Winemaking involves a host of scientific disciplines, including plant physiology, meteorology, agricultural engineering, plant pathology, entomology, chemistry, microbiology, and consumer science. Grape growers must know how the soil and climate will affect the fruit, and they must implement the latest techniques for preventing the spread of pests and disease. Even seemingly simple things, such as knowing when and how much to irrigate, requires scientific precision in order to grow high quality fruit while conserving resources.
Washington State may not seem like an ideal place to grow grapes. Most people think of rainy Seattle and evergreen forests, but that’s less than half of the state. Much of the rest, east of the Cascade Mountains, has a semiarid steppe climate – perfect for winemaking. According to Wines & Vines, Washington State produces 5% of the nation’s wine, which places it second only to California. (California is quite the behemoth, however: It produces 86% of the nation’s wine.)
The science of wine is a big deal in Washington State. The state’s growers and winemakers directly fund projects at WSU. Ultimately, our goal is to improve quality and to create distinct wines with unique flavor profiles while having a minimal impact on the environment. We believe the research at WSU has the potential to change winemaking practices all over the world. For example, past research projects have helped growers and winemakers reduce inputs to manage pest and diseases, significantly reduce pesticide usage, improve soil health and nutrition, prevent wine spoilage, and manage phenolic compounds in winemaking.
One of the more significant research projects in Washington State that resulted in both improved red wine quality and a boost to environmental sustainability involves deficit irrigation. Deficit irrigation, which has been widely adopted by Washington growers, is a management technique that applies less water early in the season than the vine normally uses but gives the vine adequate water during ripening. Research shows that early season vine stress results in smaller berries compared to conventional irrigation practices. Small berries are desired by winemakers because more color pigments and tannins can be extracted from the fruit. Vine stress also helps control canopy growth for improved sun exposure, and it reduces unripe, green flavors in red wine. As a bonus, deficit irrigation can reduce water consumption by up to 50 percent.
For white grape varieties, WSU scientists are currently evaluating a strategy that alternately stresses one side of the vine and then the other by partially drying the root zone, a technique that could help control vine vigor and improve water use efficiency while enhancing white wine quality. Another project examines a novel, below-the-ground water delivery system which reduces the amount of water lost by evaporation and also leads to fewer weeds.

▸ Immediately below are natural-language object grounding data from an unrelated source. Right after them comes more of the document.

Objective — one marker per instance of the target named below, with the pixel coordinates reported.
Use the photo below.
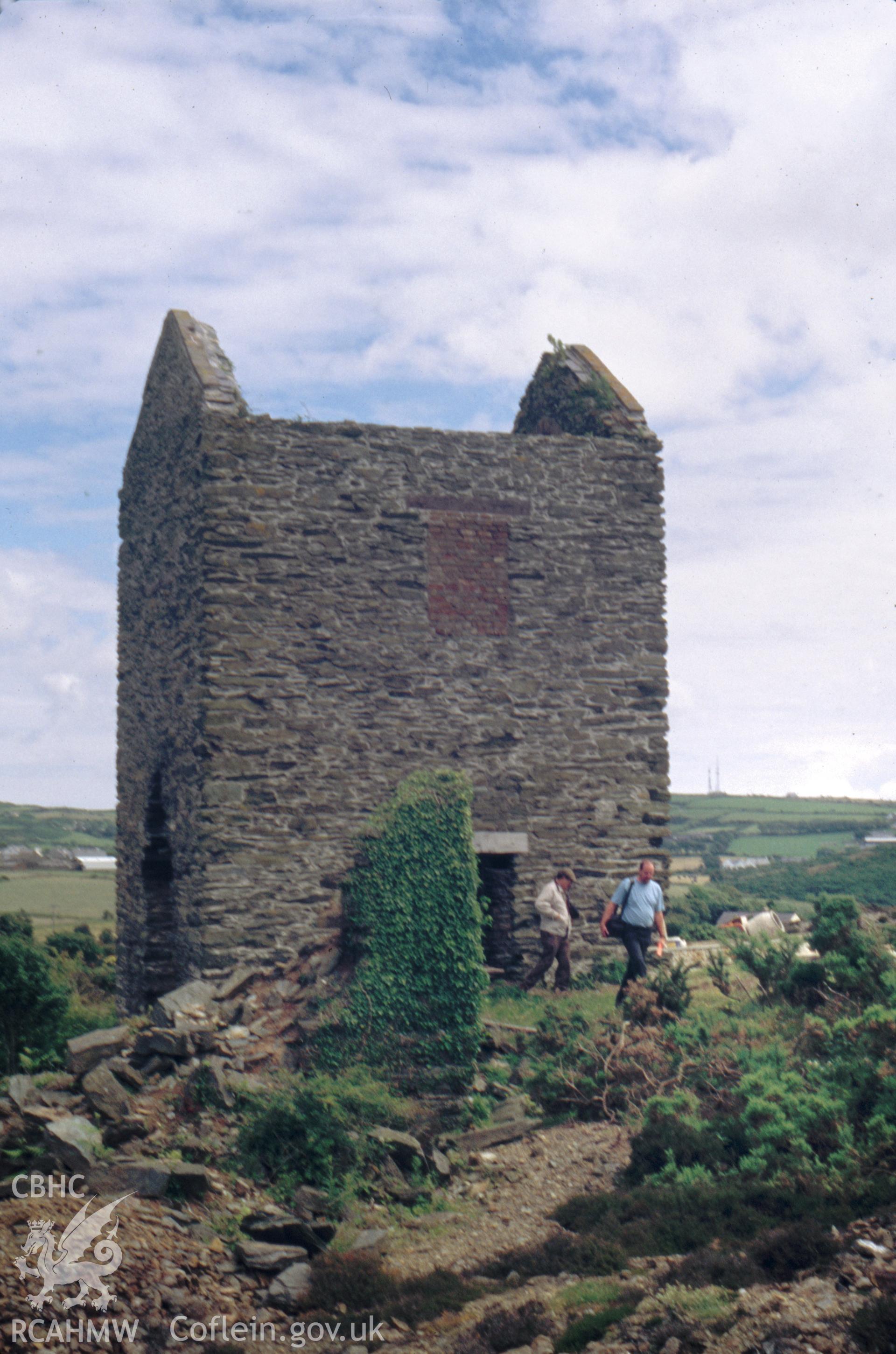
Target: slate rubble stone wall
(312, 611)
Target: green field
(802, 844)
(772, 815)
(28, 825)
(767, 825)
(61, 899)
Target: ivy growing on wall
(414, 925)
(558, 401)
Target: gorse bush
(312, 1130)
(76, 944)
(677, 1219)
(852, 962)
(360, 1284)
(874, 1327)
(414, 925)
(669, 985)
(507, 1329)
(17, 924)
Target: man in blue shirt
(641, 902)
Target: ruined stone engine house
(312, 611)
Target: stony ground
(201, 1257)
(509, 1197)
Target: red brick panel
(468, 575)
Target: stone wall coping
(209, 361)
(589, 359)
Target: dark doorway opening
(498, 878)
(160, 964)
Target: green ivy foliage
(416, 924)
(558, 399)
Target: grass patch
(698, 1305)
(60, 899)
(593, 1326)
(589, 1292)
(803, 844)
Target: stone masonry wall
(346, 603)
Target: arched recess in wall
(160, 964)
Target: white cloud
(377, 202)
(57, 704)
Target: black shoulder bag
(615, 925)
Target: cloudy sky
(384, 209)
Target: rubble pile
(144, 1115)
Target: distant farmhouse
(310, 611)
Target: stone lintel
(477, 507)
(501, 844)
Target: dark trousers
(635, 939)
(553, 947)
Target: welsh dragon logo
(64, 1265)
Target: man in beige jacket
(557, 923)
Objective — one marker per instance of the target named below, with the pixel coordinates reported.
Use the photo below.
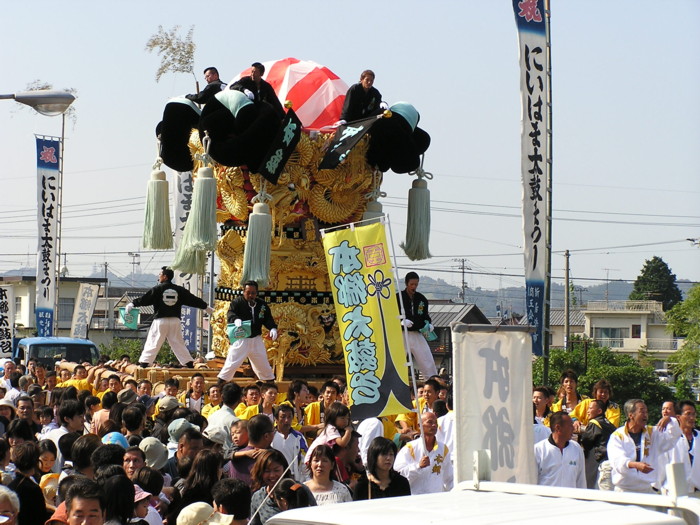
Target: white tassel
(417, 245)
(157, 231)
(256, 256)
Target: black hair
(65, 444)
(107, 455)
(293, 493)
(234, 496)
(168, 272)
(258, 426)
(132, 418)
(231, 394)
(120, 504)
(26, 456)
(20, 428)
(82, 449)
(379, 445)
(85, 489)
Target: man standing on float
(250, 308)
(416, 317)
(167, 300)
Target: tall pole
(548, 230)
(567, 312)
(59, 223)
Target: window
(636, 331)
(65, 309)
(612, 337)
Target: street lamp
(50, 103)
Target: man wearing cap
(249, 308)
(414, 306)
(201, 513)
(261, 91)
(214, 85)
(167, 300)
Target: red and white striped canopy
(317, 94)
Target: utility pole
(567, 328)
(134, 263)
(108, 309)
(463, 268)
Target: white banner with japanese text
(7, 320)
(84, 307)
(364, 293)
(530, 20)
(183, 204)
(493, 403)
(48, 166)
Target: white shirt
(622, 450)
(436, 477)
(369, 429)
(446, 425)
(560, 467)
(224, 418)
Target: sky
(626, 122)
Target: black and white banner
(48, 173)
(183, 205)
(530, 19)
(7, 320)
(84, 308)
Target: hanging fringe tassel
(157, 231)
(199, 235)
(256, 256)
(417, 245)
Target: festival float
(263, 190)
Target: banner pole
(404, 329)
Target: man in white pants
(250, 308)
(415, 310)
(167, 300)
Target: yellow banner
(364, 293)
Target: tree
(684, 320)
(628, 377)
(177, 54)
(656, 283)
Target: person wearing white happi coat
(559, 460)
(635, 449)
(425, 462)
(687, 447)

To better understand aroma and flavor, WSU scientists also study wine chemistry and microbiology, such as the changes that occur during the ripening and aging processes and the microbial populations that change grape flavors into wine flavors. Chemists focus on how the thousands of molecules that make up wine affect our sensory perception, and microbiologists work on minimizing spoilage due to the presence of undesirable microbes and encouraging the growth of desirable ones. Additionally, we are developing analytical tools to help winemakers monitor conditions in real-time.
In the 21st Century, winemaking is both art and science. We can all raise a glass to that.
Melissa Hansen is Research Program Manager for the Washington State Wine Commission, which works in collaboration with Washington State University’s Viticulture and Enology program.